When Is a Coal Sample a Sample?

By ML Juszczak, Project Manager, ECSI GHG Programs

The USEPA has issued its Greenhouse Gas Rule in the form of 40 CFR Part 98.  Companies subject to the rule must begin reporting annual greenhouse gas emissions for the year beginning on January 1, 2010.   Although the rule fills hundreds of pages in the Federal Regiater,  it still leaves important questions unanswered.  For example, what is  the proper way to sample coal for laboratory analysis?

Coal must be analyzed for calorific value to determine the fuel’s high heat value, or HHV, in two of the four CO2 emission calculation methodologies defined in the rule (specifically, Tier 2 and Tier 3).  A facility choosing either of these methodologies must sample and analyze each lot of coal that it receives (a lot being a “shipment or delivery of a single fuel comprised of a shipload, barge load, group of trucks, or group of rail cars”.)   The rule also specifies in §98.34 that ASTM D 5865-

07a – Standard Test Method for Gross Calorific Value of Coal and Coke be used.  If you read no further, you may think this is a fairly simple and straightforward matter.  As is often the case, however, this matter is neither simple nor straightforward.

The difficulty that arises does not concern the analysis of the sample, but rather how to compose a sample, how often to compose it and, how to prepare it prior to analysis.  Two other ASTM standards enter the picture:

  • ASTM D 2013-07 – Standard Practice for Preparing Coal Samples for Analysis
  • ASTM D2234/D2234M-09a – Standard Practice for Collection of a Gross Sample of Coal

 These are incorporated into the rule by reference in §98.7(e), and they are interrelated as follows:

  • ASTM Method D5865-07 references  ASTM D 2013-07, and
  • ASTM D 2013-07 in turn references ASTM D2234/D2234M-09a.

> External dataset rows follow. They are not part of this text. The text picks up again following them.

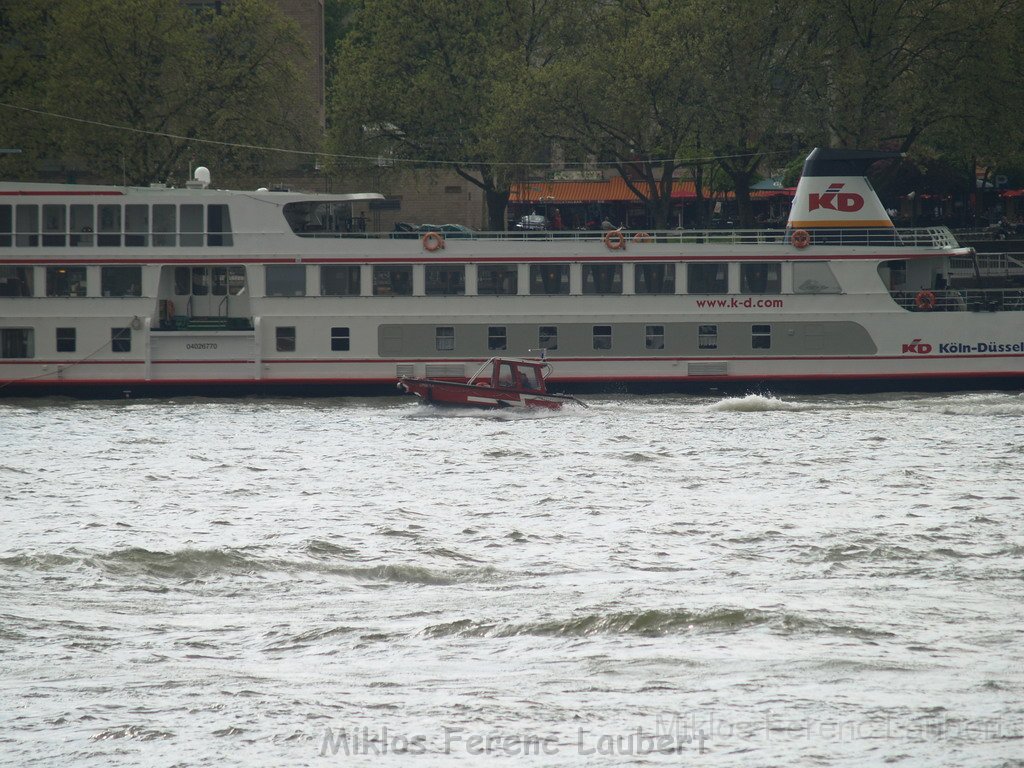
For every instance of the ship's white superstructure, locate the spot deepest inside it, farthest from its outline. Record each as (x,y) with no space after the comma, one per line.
(136,291)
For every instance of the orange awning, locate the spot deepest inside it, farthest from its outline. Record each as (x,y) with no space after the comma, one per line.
(614,190)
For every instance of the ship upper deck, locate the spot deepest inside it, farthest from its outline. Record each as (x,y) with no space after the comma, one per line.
(161,221)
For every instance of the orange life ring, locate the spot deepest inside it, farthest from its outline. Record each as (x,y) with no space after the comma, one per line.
(432,241)
(614,240)
(925,300)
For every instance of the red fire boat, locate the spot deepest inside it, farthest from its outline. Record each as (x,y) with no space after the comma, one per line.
(501,382)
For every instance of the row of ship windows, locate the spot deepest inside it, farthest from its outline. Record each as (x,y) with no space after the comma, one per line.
(19,342)
(547,338)
(110,224)
(439,280)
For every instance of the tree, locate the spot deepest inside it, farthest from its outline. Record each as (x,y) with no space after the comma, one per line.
(755,62)
(130,78)
(443,83)
(627,94)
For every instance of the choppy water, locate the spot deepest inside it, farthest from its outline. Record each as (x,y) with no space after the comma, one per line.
(814,581)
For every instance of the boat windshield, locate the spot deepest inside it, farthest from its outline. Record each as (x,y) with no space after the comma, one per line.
(529,378)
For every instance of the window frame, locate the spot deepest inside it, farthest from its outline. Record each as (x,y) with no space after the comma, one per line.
(66,339)
(286,338)
(761,336)
(498,338)
(602,337)
(708,336)
(694,279)
(444,338)
(341,340)
(542,337)
(121,340)
(650,336)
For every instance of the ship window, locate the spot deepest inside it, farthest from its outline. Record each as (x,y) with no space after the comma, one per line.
(110,225)
(67,341)
(136,225)
(497,338)
(15,281)
(192,225)
(218,276)
(713,278)
(339,281)
(201,281)
(312,219)
(121,281)
(445,281)
(529,378)
(16,342)
(82,224)
(602,279)
(548,338)
(444,338)
(66,281)
(286,280)
(5,228)
(236,280)
(54,226)
(498,280)
(165,226)
(339,340)
(218,224)
(707,337)
(655,279)
(120,339)
(761,337)
(393,281)
(654,337)
(28,226)
(285,336)
(761,278)
(182,281)
(549,279)
(816,276)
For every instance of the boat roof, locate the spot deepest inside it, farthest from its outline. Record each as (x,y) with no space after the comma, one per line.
(8,188)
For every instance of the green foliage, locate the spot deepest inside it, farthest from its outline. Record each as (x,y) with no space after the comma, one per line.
(445,81)
(154,68)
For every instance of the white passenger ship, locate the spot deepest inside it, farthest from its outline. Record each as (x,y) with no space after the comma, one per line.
(128,292)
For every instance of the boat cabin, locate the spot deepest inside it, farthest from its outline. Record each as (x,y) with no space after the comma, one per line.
(508,373)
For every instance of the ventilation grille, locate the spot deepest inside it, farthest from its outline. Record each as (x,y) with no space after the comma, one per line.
(442,371)
(707,369)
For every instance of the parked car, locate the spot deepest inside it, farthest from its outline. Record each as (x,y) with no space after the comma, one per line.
(532,222)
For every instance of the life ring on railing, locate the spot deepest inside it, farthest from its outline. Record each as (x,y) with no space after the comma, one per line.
(925,301)
(614,240)
(432,241)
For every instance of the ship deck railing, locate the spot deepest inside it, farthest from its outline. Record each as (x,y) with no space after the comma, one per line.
(933,237)
(964,300)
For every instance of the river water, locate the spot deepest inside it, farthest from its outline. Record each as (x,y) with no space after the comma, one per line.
(685,581)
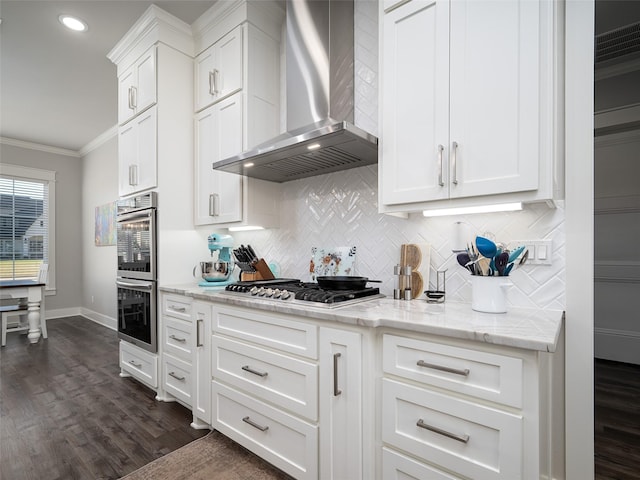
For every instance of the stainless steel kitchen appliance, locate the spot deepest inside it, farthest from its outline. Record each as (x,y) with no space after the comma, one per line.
(137,271)
(294,291)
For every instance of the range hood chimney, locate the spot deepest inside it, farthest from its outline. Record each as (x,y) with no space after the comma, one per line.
(321,135)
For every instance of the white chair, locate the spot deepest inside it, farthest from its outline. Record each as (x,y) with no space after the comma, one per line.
(20,311)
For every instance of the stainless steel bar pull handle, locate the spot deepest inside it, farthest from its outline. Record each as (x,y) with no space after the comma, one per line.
(262,428)
(440,179)
(211,84)
(460,438)
(213,79)
(198,341)
(214,205)
(336,390)
(247,368)
(454,162)
(133,175)
(176,376)
(457,371)
(134,97)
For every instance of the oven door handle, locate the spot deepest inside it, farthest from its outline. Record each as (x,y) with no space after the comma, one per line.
(139,215)
(136,286)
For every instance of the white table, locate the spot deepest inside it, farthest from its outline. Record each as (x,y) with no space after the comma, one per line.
(32,291)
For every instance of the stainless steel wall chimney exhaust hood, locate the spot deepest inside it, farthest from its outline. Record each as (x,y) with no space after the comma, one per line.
(321,136)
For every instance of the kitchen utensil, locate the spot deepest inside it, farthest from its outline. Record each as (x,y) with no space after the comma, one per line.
(489,294)
(501,262)
(344,282)
(516,253)
(507,270)
(486,247)
(465,261)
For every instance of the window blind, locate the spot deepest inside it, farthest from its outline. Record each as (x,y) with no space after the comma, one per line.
(24,222)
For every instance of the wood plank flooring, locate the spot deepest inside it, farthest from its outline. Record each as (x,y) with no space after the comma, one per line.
(617,420)
(66,414)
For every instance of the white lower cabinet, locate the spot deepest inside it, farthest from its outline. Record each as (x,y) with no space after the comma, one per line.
(281,438)
(176,340)
(341,445)
(138,363)
(464,410)
(466,437)
(201,361)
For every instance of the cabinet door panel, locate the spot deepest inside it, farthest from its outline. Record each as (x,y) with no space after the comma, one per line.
(229,63)
(218,194)
(126,81)
(146,89)
(415,102)
(340,404)
(494,96)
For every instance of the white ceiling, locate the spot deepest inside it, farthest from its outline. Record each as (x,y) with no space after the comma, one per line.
(57,87)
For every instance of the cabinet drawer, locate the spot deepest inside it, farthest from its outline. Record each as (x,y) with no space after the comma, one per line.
(485,375)
(487,443)
(268,330)
(177,378)
(178,338)
(281,439)
(400,467)
(139,363)
(177,306)
(288,382)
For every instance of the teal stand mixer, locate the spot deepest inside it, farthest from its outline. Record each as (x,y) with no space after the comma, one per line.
(217,273)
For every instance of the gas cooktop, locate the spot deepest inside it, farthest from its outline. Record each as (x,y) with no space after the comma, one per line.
(303,293)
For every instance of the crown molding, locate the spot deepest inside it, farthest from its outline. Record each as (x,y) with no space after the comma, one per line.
(37,146)
(98,141)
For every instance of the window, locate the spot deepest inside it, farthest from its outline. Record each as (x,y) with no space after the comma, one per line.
(26,221)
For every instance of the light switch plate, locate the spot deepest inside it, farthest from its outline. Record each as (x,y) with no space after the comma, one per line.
(540,251)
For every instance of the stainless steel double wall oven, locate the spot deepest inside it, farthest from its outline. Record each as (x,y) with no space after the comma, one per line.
(136,282)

ASTM D2234 requires that 15 “increments” of mechanically cleaned coal, or

35 “increments” of raw coal, be gathered at separate times from each lot to form a “gross sample.”  There are three increment quantities:

1 pound for coal with a top size of ?“

 3 pounds for coal with a top size of 2“

 7 pounds for coal with a top size of 6“

Therefore, a gross sample can be from 15 pounds all the way up to 245 pounds. 

ASTM D2234 also defines a lot as 1,000 tons of coal.  If a true lot is larger than

1,000 tons, sampling increments are either increased proportionately, or the total quantity is subdivided and each sub-lot is sampled individually.  This is a significant difference from the EPA’s definition of a lot found in §98.34.

ASTM D 2013-07 prescribes how the gross sample is to be ground, mixed, and divided using milling and rifling equipment (rifling is a type of sorting process) to yield a quantity that remains representative of the whole, while being suitable in size for analysis.  The test method in ASTM D 5865-07a calls for 0.8 grams to 1.2 grams of material with a particle size of ?250 micrometers. 

The simple matter of gathering a sample of coal and sending it to the laboratory now has become quite an arduous procedure requiring some sophisticated and specialized apparatus—apparatus that many facilities may not have access to.  And, it may need to be done much more frequently than once per shipment.   While

40 CFR Part 98 does not specifically prescribe the above sampling and preparation methods, it names no alternative protocol either.  A valid conclusion would then be that the ASTM standards are intended to be part of the rule, and not adhering to them could result in a violation of the law.  Alternative interpretations will no doubt be made as the regulated community grapples with this new rule.  What procedures a company ultimately uses will need to be supported by sound reason, and tempered by its tolerance for risk.